Quienes creen que la fórmula para detener la riada de emigrantes—legales e indocumentados— desde México hacía Estados Unidos puede ser unilateral o se resuelve con muros o represión, no tienen en cuenta los registros históricos que muestran como, mucho antes de que México y Centroamérica debutaran como emisores de masas de emigrantes hacía Estados Unidos, lo hicieron Alemania, Irlanda, Italia, Grecia, China y otros países.
La reducción de la emisión de emigrantes europeos y asiáticos hacía los Estados Unidos no fue resultado de legislaciones más severas ni de la construcción de cercas o muros, sino del desarrollo económico y social de esos países. En la medida en que las personas encuentran en sus países modos de realizar sus proyectos de vida, la emigración se desvaloriza como opción. En ese orden de cosas, no existen excepciones.
Sin embargo, en las últimas décadas, aunque no haya sido esa la intención, en el ámbito de las relaciones bilaterales las cosas han marchado en sentido contrario a realizaciones que pudieran haber aflojado las tensiones migratorias. El Tratado de Libre Comercio con Estados Unidos y Canadá, lejos de propiciar el progreso económico del país azteca, crear puestos de trabajo y ofrecer mejores oportunidades para sus trabajadores, campesinos y clases medias, lo ha obstaculizado, haciendo de la emigración una opción privilegiada. El TLC ha incentivado lo que debió haber limitado.

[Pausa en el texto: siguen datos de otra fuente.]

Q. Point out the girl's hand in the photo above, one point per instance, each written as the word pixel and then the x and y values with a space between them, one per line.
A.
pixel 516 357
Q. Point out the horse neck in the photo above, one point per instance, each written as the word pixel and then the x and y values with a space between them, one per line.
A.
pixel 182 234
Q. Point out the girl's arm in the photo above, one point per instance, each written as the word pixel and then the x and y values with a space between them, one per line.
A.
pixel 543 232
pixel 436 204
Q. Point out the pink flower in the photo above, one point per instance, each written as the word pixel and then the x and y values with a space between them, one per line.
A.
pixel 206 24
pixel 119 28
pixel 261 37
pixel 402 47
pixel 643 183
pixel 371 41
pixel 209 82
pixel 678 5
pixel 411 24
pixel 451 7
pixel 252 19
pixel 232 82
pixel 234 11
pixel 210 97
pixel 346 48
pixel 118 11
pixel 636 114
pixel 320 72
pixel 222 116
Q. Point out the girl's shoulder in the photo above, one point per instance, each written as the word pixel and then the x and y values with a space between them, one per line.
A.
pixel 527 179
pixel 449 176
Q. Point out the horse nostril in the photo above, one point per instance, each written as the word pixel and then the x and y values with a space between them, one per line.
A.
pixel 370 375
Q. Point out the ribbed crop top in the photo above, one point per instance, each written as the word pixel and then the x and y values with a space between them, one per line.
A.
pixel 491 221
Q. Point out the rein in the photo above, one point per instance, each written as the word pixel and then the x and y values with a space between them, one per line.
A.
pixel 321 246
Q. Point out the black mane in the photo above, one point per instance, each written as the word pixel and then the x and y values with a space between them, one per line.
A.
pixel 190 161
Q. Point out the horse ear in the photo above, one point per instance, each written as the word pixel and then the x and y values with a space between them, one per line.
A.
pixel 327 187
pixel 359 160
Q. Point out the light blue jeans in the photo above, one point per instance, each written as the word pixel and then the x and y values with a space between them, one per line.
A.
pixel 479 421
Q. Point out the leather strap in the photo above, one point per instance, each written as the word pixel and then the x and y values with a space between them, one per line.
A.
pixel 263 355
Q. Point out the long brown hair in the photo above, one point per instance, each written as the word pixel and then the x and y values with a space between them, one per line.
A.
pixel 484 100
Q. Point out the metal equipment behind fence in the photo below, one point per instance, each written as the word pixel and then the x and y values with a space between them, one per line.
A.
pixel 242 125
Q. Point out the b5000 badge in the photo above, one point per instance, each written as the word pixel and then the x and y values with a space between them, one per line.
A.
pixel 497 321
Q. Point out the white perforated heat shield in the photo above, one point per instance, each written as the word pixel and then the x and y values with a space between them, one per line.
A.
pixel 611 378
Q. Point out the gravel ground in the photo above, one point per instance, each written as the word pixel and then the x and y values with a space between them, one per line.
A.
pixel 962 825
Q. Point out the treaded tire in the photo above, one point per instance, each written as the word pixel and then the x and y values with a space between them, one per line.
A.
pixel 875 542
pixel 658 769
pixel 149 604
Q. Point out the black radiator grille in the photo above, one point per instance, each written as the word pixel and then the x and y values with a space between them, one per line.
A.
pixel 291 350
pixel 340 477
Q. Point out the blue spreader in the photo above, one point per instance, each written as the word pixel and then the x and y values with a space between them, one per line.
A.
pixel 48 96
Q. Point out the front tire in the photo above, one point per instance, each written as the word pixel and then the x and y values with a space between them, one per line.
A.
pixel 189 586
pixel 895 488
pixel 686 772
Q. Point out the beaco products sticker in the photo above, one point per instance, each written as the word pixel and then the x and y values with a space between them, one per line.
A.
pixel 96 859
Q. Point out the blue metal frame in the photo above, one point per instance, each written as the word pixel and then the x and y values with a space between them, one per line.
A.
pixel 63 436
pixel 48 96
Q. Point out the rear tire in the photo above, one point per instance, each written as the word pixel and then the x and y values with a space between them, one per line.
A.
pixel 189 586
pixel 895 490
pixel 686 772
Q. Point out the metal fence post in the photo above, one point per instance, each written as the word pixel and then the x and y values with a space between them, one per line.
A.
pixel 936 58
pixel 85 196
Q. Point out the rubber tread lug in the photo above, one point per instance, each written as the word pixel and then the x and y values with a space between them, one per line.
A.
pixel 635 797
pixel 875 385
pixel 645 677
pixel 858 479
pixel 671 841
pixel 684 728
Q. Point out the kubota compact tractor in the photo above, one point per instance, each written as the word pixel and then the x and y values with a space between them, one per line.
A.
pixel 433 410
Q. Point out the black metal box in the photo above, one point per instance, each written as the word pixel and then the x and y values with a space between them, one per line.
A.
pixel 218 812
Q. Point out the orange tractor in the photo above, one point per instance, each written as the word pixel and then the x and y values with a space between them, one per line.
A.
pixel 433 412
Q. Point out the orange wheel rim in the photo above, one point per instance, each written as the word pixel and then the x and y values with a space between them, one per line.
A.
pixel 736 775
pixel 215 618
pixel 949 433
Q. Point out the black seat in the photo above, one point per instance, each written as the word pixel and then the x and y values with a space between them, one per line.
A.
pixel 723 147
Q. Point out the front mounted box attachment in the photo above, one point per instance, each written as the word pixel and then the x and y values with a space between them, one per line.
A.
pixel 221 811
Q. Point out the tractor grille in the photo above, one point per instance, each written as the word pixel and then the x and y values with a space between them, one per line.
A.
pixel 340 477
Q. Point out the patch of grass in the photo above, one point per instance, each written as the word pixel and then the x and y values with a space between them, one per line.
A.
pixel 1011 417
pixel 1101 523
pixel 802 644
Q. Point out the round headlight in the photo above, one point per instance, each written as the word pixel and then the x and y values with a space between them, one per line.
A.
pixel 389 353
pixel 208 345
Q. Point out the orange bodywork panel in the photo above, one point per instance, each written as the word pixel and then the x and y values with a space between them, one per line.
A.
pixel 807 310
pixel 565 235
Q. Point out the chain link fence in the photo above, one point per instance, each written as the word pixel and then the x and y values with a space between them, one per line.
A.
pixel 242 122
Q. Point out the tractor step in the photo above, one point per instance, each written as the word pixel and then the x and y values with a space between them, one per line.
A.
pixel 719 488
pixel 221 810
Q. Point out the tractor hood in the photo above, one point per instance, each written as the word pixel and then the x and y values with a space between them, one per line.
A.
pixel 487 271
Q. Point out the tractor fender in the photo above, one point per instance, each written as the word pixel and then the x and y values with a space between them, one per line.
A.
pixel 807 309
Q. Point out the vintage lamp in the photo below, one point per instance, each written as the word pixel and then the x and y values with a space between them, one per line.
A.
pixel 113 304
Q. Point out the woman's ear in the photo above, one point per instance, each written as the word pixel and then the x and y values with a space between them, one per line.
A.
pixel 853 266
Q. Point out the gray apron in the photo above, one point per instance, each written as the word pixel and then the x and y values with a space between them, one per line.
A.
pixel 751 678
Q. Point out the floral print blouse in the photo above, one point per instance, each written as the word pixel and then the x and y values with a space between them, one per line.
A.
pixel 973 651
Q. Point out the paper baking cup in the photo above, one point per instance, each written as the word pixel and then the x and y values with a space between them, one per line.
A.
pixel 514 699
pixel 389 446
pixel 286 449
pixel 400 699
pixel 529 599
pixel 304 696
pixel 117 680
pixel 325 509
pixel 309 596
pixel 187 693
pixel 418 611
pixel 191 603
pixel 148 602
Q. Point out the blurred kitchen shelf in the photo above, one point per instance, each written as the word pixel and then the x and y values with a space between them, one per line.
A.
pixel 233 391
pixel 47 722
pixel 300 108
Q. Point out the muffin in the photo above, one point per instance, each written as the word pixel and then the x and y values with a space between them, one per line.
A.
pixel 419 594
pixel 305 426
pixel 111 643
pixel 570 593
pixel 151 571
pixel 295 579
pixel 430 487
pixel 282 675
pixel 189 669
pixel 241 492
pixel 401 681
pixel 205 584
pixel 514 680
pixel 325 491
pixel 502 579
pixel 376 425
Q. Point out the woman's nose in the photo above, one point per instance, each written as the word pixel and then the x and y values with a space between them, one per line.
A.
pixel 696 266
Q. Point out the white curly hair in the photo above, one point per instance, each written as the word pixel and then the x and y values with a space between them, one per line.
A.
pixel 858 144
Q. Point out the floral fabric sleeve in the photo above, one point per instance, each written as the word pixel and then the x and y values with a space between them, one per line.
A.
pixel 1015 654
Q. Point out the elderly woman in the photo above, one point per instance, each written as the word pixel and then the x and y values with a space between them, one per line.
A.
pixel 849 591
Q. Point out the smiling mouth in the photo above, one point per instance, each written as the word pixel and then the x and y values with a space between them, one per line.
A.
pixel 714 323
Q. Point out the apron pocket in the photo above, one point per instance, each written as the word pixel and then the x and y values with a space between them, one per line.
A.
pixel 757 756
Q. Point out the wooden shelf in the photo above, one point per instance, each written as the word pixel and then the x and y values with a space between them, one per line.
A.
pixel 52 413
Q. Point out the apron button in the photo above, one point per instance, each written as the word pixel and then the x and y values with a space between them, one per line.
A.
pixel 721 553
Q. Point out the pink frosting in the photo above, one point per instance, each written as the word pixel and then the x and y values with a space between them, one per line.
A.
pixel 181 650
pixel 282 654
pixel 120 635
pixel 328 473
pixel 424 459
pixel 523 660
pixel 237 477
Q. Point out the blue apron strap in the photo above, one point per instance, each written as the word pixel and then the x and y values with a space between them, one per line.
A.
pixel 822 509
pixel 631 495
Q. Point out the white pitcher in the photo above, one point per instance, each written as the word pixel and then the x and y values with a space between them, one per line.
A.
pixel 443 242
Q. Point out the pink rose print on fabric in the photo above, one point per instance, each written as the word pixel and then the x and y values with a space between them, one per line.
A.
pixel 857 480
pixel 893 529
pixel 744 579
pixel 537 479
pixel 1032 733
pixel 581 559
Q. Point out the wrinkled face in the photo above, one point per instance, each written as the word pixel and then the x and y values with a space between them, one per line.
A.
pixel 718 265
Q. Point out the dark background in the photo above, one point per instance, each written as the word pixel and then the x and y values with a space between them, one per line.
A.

Es cierto que entre las personas que en los siglos XVIII, XIX y la primera mitad del XX entre los que llegaron a Norteamérica los hubo con talentos y habilidades excepcionales, no fueron ellos quienes más aportaron al despegue y esplendor de los Estados Unidos; sino los obreros y campesinos, predominantemente jóvenes que echaron los cimientos. La expresión “robo de cerebros” no aplica para una época en la cual los brazos y los deseos de triunfar era la manera en que el talento se expresaba.
En realidad, la reforma migratoria integral para la cual la sociedad norteamericana parece estar madura, no será posible sin una concertación y un componente mexicano; para lo cual tal vez en México deban ocurrir cambios políticos suficientemente sustantivos. En definitiva, para solucionar un problema bilateral, lo mismo que para bailar tango, se necesitan dos.